Oblivious to the impact on students’ fundamental rights, school officials with the Northside Independent School District (NISD) in San Antonio, Texas, have embarked upon a crusade to foist ID badges embedded with RFID tags on about 4,200 students at Jay High School and Jones Middle School. These tags produce a radio signal that is tied to the students’ Social Security numbers, allowing the wearer’s precise movements to be constantly monitored. Although the school district already boasts 290 surveillance cameras, the cards which the students are required to wear will make it possible for school officials to track students’ whereabouts at all times. Teachers are even requiring students to wear the IDs when they want to use the bathroom. NISD officials plan to eventually expand the $500,000 program to the district’s 112 schools, with a student population of 100,000.

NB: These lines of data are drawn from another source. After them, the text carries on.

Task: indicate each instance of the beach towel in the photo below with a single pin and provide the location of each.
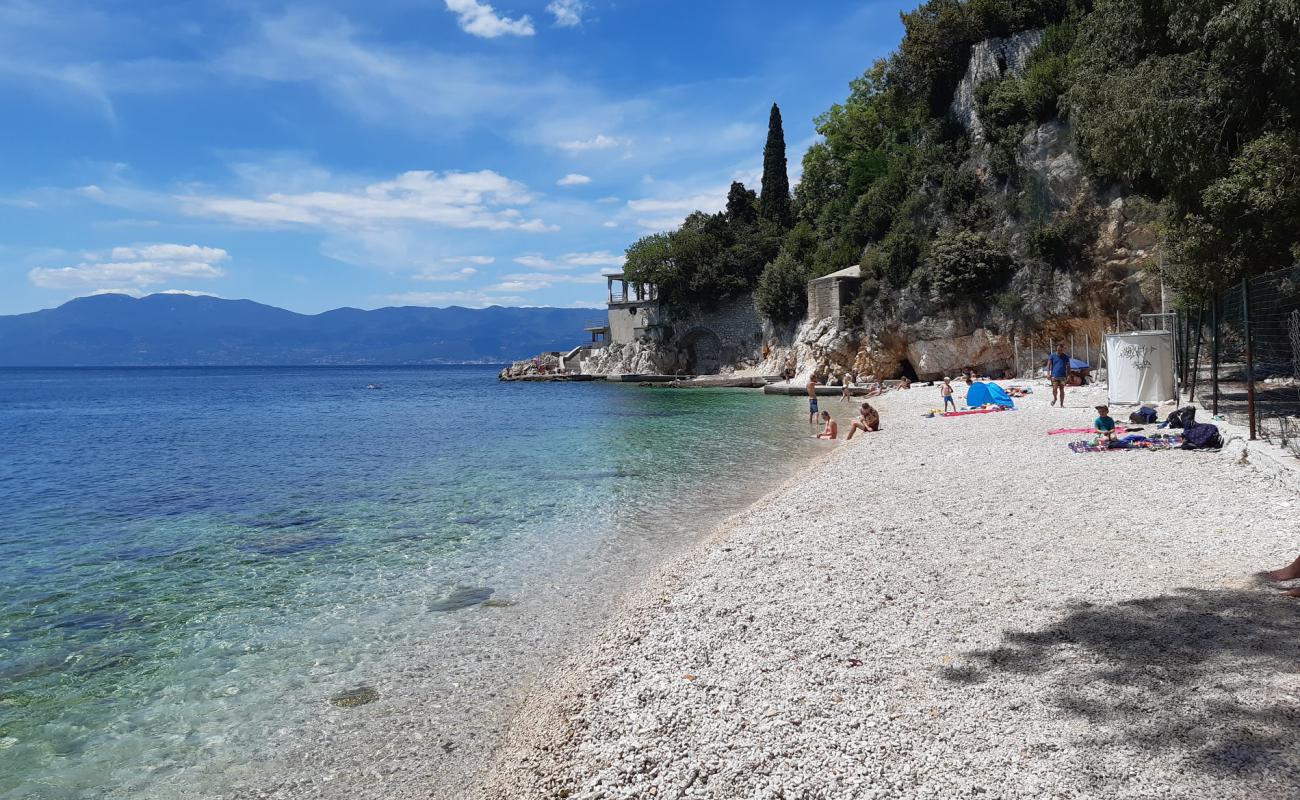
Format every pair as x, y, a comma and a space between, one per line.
1129, 442
973, 411
1058, 431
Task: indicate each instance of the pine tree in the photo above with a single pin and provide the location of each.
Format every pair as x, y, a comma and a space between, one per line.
741, 204
775, 200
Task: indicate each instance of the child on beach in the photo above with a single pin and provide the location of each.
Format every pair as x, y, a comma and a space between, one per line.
831, 429
1104, 424
947, 390
869, 419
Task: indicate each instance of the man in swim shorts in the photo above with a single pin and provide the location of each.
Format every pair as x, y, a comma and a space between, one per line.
1060, 371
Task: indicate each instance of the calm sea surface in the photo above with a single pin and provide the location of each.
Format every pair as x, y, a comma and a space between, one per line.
194, 561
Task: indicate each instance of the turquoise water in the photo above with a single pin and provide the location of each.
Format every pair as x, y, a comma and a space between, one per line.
191, 561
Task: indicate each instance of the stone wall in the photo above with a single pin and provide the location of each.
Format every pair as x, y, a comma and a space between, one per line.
823, 299
697, 342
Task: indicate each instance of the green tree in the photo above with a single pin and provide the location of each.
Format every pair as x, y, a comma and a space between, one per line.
962, 266
775, 200
741, 204
781, 292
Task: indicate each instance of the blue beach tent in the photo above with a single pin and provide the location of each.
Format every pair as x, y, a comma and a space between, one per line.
982, 394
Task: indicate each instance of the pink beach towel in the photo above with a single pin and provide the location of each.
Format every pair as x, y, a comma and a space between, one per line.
1118, 429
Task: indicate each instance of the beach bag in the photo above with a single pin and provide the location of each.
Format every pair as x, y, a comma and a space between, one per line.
1183, 418
1143, 415
1201, 436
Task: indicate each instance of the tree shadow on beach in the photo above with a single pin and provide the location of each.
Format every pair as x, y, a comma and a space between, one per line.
1207, 675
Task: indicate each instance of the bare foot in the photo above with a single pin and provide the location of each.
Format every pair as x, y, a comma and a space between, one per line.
1287, 573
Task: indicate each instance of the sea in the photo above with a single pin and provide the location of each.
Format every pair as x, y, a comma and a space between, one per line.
219, 580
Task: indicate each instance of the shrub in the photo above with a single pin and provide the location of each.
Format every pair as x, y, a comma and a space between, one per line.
963, 264
781, 292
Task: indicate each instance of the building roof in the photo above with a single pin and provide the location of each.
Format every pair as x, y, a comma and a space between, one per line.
849, 272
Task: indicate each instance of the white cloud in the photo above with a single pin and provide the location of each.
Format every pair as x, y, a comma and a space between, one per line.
455, 199
456, 275
469, 298
667, 212
134, 268
568, 13
597, 142
534, 281
572, 260
481, 20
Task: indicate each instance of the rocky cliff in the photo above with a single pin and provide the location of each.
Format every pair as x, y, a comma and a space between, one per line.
908, 331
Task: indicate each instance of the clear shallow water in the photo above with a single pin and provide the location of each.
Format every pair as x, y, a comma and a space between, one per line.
191, 561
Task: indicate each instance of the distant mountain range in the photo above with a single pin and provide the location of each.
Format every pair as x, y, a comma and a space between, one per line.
178, 329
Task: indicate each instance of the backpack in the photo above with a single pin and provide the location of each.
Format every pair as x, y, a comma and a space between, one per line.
1201, 436
1183, 418
1143, 415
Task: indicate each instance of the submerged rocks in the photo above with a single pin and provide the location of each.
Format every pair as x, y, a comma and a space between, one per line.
354, 697
462, 597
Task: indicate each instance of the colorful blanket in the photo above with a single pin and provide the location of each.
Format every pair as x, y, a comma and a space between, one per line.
1057, 431
1129, 442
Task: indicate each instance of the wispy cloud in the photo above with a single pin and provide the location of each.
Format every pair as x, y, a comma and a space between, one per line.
481, 20
468, 298
455, 199
134, 268
597, 142
572, 260
568, 13
454, 275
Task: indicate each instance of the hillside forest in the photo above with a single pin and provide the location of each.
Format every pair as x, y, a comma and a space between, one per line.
1190, 107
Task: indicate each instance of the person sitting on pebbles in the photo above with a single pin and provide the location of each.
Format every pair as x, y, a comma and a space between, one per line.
869, 419
1105, 424
831, 429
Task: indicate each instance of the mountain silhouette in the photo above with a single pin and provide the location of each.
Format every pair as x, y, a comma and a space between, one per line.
178, 329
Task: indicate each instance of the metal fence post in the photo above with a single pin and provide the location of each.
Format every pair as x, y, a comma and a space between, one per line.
1214, 305
1249, 354
1196, 359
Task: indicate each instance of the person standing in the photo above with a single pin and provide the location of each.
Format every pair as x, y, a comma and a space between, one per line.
1058, 367
813, 409
947, 390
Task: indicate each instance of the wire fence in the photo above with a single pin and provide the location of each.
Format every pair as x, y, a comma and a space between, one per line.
1239, 355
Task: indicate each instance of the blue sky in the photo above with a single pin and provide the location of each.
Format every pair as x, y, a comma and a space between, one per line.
390, 152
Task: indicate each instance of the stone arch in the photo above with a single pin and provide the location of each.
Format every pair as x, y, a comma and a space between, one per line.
703, 351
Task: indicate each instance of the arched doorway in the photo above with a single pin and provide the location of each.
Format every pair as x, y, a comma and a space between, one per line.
703, 351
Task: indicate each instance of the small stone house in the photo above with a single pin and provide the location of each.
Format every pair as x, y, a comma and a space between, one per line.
831, 293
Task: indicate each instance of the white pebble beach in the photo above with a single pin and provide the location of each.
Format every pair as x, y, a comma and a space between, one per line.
949, 608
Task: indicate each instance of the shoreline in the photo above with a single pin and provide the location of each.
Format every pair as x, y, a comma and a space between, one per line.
822, 644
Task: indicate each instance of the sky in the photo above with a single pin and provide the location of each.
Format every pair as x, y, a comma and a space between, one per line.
390, 152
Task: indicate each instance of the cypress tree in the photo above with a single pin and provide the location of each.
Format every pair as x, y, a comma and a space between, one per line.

Hoping to achieve full student compliance with the profit-driven Student Locator Project, school officials have actually gone so far as to offer gift cards, pizza parties and raffle prizes to classes with the highest ID badge participation rates. By any other name, you would call this bribery. No such rewards, however, await the students like 15-year-old Andrea Hernandez who resist the program on principle. Since voicing her objection to the program on religious grounds, Andrea has been stigmatized, penalized and discriminated against. Those who, like Andrea Hernandez, refuse to wear the SmartID badge will also be forced to stand in separate lunch lines, denied participation in student government and activities, and prohibited from making certain commercial exchanges at school.

School officials at Jay High School reportedly offered to quietly remove the tracking chip from Andrea Hernandez’s card if the sophomore would agree to wear the new ID, stop criticizing the program and publicly support the initiative. Andrea refused on principle, because she believes wearing the chipless Student Locator ID badge would signal that she endorses a program that not only violates her conscience but also runs afoul of her constitutional rights. As a result, Andrea now faces expulsion for refusing to participate in the school’s money-making scheme. (The parallels to another so-called “necessary” taxpayer-funded program, full-body x-ray scanners in airports, are evident. Of course, those scanners, which are now being relegated to a moldering Texas warehouse, turned out to be little more than a pointless yet costly means of enriching the security industrial complex.)

Just to be clear, these tracking devices are not being employed to prevent students from cutting classes or foster better academics. It’s a money game. Using the devices to account for the students’ whereabouts on campus, whether in class or not, school administrators can “count” students as being “in school” and thereby qualify for up to $1.7 million in funding from the state government. As Pascual Gonzalez, Northside’s communications director, explains, “The revenues that are generated by locating kids who are not in their chairs to answer ‘present,’ but are in the building—in the counselor’s office, in the cafeteria, in the hallway, in the gym—if we can show they were, in fact, in school, then we can count them present.”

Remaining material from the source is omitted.